I get a significant speedup if I use this function for the hot loop, @rmeinl:
function get_gains!(X, current_values, idxs, gains)
@tturbo for i in eachindex(idxs)
s = 0.0
for j in eachindex(current_values)
s += sqrt(current_values[j] + X[j, idxs[i]])
end
gains[i] = s
end
end;
Anyway, thanks for the feedback. I still think that if numba is effectively doing much better than @tturbo here we need to localize the difference in the minimal working example possible and bring Chris to the table :-).
Great point thanks! I was already using the popat function suggested above so the speedup was not as drastic but it still improved a little. The latest times I got were:
# NaiveGreedy
10.766 s (82941 allocations: 15.02 MiB)
# LazyGreedy
5.904 s (201 allocations: 167.93 MiB)
# NaiveGreedy old
11.923 s (82912 allocations: 15.02 MiB)
function get_gains!(X, current_values, idxs, gains)
Threads.@threads for i in eachindex(idxs)
s = 0.0
for j in eachindex(current_values)
@inbounds s += @fastmath sqrt(current_values[j] + X[j, idxs[i]])
end
gains[i] = s
end
end;
#############################
# NaiveGreedy with @tturbo
12.853 s (27 allocations: 8.89 MiB)
function get_gains!(X, current_values, idxs, gains)
@tturbo for i in eachindex(idxs)
s = 0.0
for j in eachindex(current_values)
s += sqrt(current_values[j] + X[j, idxs[i]])
end
gains[i] = s
end
end;
This is probalby a MWE for the critical loop, in Julia:
using BenchmarkTools
using LoopVectorization
function get_gains!(x, y, idxs, gains)
@tturbo for i in eachindex(idxs)
s = 0.0
for j in eachindex(y)
s += sqrt(y[j] + x[j, idxs[i]])
end
gains[i] = s
end
end;
d = 54
n = 581012
x = rand(54, 581012)*100;
y = zeros(Float64, d)
idxs = collect(1:n);
gains = zeros(Float64, n);
@benchmark get_gains!($x, $y, $idxs, $gains)
Do you agree this is the bottleneck? But I’m too unfamiliar with Python and Numba to be sure to write something comparable there.
If we can really localize and quantify the performance difference, than we can post an issue, somewhere so someone can take a look at it.
ps: what is the Python time for the naive greedy algorithm in this case?
The MWE looks good and yes, it seems to be that get_gains! is the bottleneck.

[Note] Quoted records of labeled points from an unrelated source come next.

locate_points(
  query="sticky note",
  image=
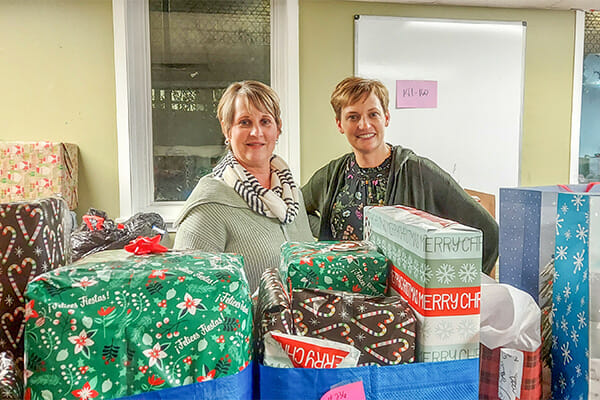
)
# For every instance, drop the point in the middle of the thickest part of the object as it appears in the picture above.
(416, 94)
(351, 391)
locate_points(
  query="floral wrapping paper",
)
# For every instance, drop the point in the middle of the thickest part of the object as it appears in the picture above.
(103, 330)
(34, 170)
(346, 266)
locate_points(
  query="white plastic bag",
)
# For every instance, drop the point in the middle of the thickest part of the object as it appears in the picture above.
(509, 318)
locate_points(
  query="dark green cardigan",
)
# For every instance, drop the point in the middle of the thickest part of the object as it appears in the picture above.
(415, 182)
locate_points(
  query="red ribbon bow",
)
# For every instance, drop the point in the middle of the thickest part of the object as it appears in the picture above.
(145, 245)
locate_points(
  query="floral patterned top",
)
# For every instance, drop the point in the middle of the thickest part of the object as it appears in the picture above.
(361, 187)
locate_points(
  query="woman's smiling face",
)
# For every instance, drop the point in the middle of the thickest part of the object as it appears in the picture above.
(364, 124)
(253, 135)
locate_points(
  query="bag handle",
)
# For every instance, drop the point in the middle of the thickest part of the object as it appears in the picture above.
(587, 188)
(590, 186)
(565, 187)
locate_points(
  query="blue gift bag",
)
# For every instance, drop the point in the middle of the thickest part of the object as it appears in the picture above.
(576, 298)
(231, 387)
(527, 232)
(451, 380)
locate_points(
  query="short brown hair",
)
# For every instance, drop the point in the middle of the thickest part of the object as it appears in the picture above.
(353, 89)
(261, 96)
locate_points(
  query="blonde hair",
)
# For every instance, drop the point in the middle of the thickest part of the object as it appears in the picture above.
(353, 89)
(261, 96)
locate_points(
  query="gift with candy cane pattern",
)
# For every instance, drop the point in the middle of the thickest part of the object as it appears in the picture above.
(382, 328)
(33, 240)
(436, 267)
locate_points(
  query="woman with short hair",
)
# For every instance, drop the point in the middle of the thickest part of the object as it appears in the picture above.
(250, 203)
(377, 173)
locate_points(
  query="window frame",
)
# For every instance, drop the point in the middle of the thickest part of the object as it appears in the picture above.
(131, 25)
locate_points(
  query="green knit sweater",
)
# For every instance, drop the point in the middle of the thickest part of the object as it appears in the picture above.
(413, 181)
(216, 218)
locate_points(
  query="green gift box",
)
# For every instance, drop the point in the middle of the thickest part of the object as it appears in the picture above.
(117, 327)
(350, 266)
(436, 267)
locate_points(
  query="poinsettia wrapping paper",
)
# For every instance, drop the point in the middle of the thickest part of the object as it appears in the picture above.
(33, 170)
(347, 266)
(109, 329)
(436, 266)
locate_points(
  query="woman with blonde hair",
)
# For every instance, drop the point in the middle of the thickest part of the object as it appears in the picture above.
(377, 173)
(250, 203)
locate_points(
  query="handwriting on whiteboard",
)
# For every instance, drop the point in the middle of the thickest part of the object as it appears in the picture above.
(416, 94)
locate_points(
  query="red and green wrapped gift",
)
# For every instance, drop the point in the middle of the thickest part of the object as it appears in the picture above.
(349, 266)
(107, 329)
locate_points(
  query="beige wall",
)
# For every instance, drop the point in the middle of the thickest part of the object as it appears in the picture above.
(58, 83)
(57, 75)
(326, 57)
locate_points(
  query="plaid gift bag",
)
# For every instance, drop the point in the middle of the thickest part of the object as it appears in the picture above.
(489, 370)
(510, 350)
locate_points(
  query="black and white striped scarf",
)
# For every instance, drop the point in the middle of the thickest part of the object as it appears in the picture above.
(281, 201)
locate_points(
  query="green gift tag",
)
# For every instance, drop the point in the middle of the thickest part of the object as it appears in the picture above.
(347, 266)
(160, 321)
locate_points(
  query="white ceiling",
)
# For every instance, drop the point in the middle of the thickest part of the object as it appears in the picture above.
(547, 4)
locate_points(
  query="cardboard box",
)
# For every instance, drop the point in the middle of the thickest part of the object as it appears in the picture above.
(436, 268)
(34, 170)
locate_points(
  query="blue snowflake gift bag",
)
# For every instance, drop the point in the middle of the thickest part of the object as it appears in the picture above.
(576, 297)
(527, 219)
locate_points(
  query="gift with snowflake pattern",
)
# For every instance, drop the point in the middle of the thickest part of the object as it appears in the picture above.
(527, 229)
(436, 266)
(351, 266)
(107, 329)
(576, 298)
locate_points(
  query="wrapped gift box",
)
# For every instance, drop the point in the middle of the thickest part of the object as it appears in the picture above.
(33, 240)
(123, 327)
(347, 266)
(382, 328)
(274, 310)
(34, 170)
(436, 266)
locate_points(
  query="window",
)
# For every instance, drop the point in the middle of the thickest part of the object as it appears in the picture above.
(589, 144)
(173, 59)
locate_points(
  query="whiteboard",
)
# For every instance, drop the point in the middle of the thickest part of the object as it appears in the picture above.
(474, 132)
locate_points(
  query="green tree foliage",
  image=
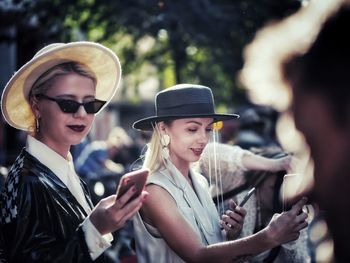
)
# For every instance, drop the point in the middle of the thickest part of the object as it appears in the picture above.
(198, 41)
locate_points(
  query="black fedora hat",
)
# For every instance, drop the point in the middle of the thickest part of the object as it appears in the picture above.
(183, 101)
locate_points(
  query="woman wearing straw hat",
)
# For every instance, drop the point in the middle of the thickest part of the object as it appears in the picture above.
(46, 212)
(179, 222)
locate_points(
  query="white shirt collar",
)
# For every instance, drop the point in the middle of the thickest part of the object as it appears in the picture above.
(62, 168)
(55, 162)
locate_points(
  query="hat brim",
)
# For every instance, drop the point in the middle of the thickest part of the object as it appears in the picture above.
(146, 124)
(99, 59)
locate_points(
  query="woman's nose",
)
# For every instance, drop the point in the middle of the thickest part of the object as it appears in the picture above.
(80, 112)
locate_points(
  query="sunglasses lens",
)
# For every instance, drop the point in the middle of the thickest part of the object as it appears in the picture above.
(93, 107)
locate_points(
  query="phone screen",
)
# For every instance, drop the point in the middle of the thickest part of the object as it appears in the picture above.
(136, 178)
(247, 196)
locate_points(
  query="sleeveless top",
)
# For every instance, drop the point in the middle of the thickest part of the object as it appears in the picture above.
(197, 208)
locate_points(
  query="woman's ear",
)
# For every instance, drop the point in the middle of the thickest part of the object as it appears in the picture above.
(162, 127)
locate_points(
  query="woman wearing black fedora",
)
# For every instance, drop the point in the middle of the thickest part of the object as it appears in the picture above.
(46, 213)
(179, 221)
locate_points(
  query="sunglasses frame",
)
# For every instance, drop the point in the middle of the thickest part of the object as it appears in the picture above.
(67, 105)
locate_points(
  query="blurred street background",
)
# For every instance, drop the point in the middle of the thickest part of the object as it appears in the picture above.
(159, 43)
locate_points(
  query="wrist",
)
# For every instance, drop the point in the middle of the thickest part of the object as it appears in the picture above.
(267, 235)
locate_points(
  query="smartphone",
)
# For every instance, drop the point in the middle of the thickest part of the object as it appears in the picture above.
(136, 178)
(288, 191)
(247, 196)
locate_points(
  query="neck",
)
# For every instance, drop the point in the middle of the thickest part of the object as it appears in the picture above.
(58, 148)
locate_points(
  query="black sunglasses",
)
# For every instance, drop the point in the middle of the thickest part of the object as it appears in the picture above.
(72, 106)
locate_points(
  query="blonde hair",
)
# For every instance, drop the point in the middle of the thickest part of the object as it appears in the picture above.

The Python version ran in 13.24439001083374 for the NaiveGreedy but I slashed a lot of time with the removal of allocations as mentioned above.
Thank you for the very well documented example. If you or someone else can provide a MWE of the gains function above in Python/Numba, just to check if there is effectively a huge difference between the parallelization and simd Numba is able to do in comparison with what Julia/turbo does, it would be nice. Just so we understand exactly what happened overall and, perhaps, document it for improvements.
Thanks. I get the same. I tried shuffling the indexes of indxs, with which the Julia code runs in 30ms instead, but still 600ms to the python code. Even a plain loop without turbo or threading runs in 145ms, thus either we are not measuring what we are expecting to measure, or the original difference of the codes is somewhere else.
I’m not sure if this will really help. But as far as I understand, the original problem was that this python script runs in 15s, while this julia script runs in 26s.
The julia script there uses @threads, which if replaced by @tturbo (the two get_gains! functions are there), accelerates to 22s (here). Thus @threads is doing a poor job, @tturbo is much better, something somewhat expected since the loop does a very cheap calculation.
Why exactly the python script is still faster is not clear to me yet, but I am inclined to believe that the get_gains! function and the efficiency of that parallelization/vectorization is not anymore related to the difference. That is because when we tried to trim down the peformance of that function, here and here, it seems that Julia is doing fine relative to Numba (with or without @turbo).
The “solution” went on on rewriting the algorithm, and the improvements proposed above led to this “naive greedy” version which runs in 13s, but with the same “hot loop above”, and the improvement of the “lazy greedy” version, which runs in 7s.
Thus, part of the “original problem” was the poor performance of @threads for a loop that does very cheap calculations, but the greatest improvements came from changing other things not related to that loop. I still find the original problem interesting because, while clearly the path of removing allocations etc is expected to improve the Julia code, it is not completely evident where the Python script is getting those 7-10s advantage in the original implementations (and it is not in the Numba jit part).
In my experience, Julia tends to be a bit faster than Numba when things go well in general; Numba is also fast enough and quite useful, so I encourage my friends to use Numba. But Numba requires special limiting conditions to be successful; it can’t be “anything goes” like Julia. Particular attention should be paid to the use of multiple libraries in combination. For example, take a look at the following:
The only operation needed is to remove the element idxs[idx] from the array idxs. A straightforward Julia translation would be popat!(idxs, idx), even if there is a better way.
Well, I do not sort of agree that that was a straightforward translation. You improved what was being done, at least as far as I can understand. The np.where command in python is returning the array of elements for which mask==0:
Thus, what is the miracle python is doing there? Why that findall is slowing down so much the Julia code but not Python one?
IMO the “straighforward” translation would be pretty much what the OP posted originally, and while I agree that it can be improved (as you did), I don’t see why it is 50% slower in Julia than in Python.
Because findall(==(0), mask) grows incrementally by push!ing new elements, it requires several copies and is probably hard if not impossible to SIMD. It’s faster to use findall(mask .== 0), which generates a BitVector that allows for efficient determination of the output size (probably popcnt on the underlying UInt64 storage). Python is probably doing something similar.
That is a nice insight. Unfortunately my microbenchmarks indicate that findall is faster than np.where. But in that respect I must assume that I am not completely confident that I’m benchmarking the python script correctly:
Python and julia have very differenc GCs that are optimized for different things. I wonder if python’s gc is just better optimized for this particular allocation pattern. Julia’s GC is noncompacting, mark and sweep, probably optimized for high throughput with large (say big matrix) allocations, whereas python’s is based on reference counting, probably optimized for many small allocations since that’s the way you are supposed to write python code.
I say probably since I’m not an expert at garbage collection, but merely guessing.